Zahlt der Versicherungsnehmer die jährliche Versicherungsprämie in einer Summe, kann er bis zu fünf Prozent gegenüber der halbjährlichen, vierteljährlichen oder monatlichen Zahlungsweise sparen. Daneben werden zum Teil auch Rabatte für die Zustimmung zum Lastschriftverfahren eingeräumt.

Wohneigentum und andere Sonderkonditionen

Versicherungsgesellschaften gewähren Rabatt für den Besitz von Wohneigentum. Sie bieten zudem Vergünstigungen an, wenn der Versicherte im Besitz einer Bahncard oder Mitgliedschaft in einem Automobilclub ist. Sonderkonditionen erhalten auch die Angehörigen bestimmter Berufsgruppen wie zum Bespiel Angestellte des öffentlichen Dienstes, Beamte oder Mitarbeiter gemeinnütziger Organisationen.

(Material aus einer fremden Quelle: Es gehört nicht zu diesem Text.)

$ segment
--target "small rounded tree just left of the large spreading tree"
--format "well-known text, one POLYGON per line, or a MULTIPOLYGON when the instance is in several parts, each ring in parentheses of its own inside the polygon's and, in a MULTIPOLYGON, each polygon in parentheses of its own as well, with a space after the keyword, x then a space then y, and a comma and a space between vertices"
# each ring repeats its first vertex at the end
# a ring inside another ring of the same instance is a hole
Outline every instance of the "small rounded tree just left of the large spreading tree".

Werkstattbindung und Selbstbeteiligung

Auch Autofahrer, die mit ihrer Versicherung eine Werkstattbindung vereinbaren, können ihre Prämien um bis zu 20 Prozent senken. Wer bereit ist, im Schadenfall einen Teil der Kosten aus eigener Tasche zu tragen, kann mit der Selbstbeteiligung zusätzlich sparen. In der Regel beträgt diese 150 Euro in der Teilkasko- und 300 Euro in der Vollkaskoversicherung.

 

Versicherung erst kündigen, wenn der neue Vertrag steht!

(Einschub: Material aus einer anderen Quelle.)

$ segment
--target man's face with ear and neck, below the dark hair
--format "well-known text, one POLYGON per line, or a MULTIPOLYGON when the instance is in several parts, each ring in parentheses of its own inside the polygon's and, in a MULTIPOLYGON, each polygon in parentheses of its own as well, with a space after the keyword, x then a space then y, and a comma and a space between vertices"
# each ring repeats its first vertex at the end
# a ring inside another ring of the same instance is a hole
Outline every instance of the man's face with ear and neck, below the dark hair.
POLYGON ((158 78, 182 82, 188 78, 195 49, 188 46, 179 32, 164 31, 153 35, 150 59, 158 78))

Grundsätzlich sollten Autobesitzer ihre Kfz-Versicherung erst kündigen, wenn der neue Versicherungsvertrag bereits unter Dach und Fach ist. Der Grund: Während Versicherer keinem Kunden eine Kfz-Haftpflichtversicherung verwehren dürfen, können sie in der Teil- und Vollkaskoversicherung durchaus Antragsteller ablehnen. Damit Sie nicht plötzlich ohne Kfz-Versicherung dastehen, sollten Sie sich deshalb vorab um einen neuen Vertrag kümmern. Vermeiden Sie aber Laufzeitüberschneidungen der Kfz-Policen – das ist unnötig teuer.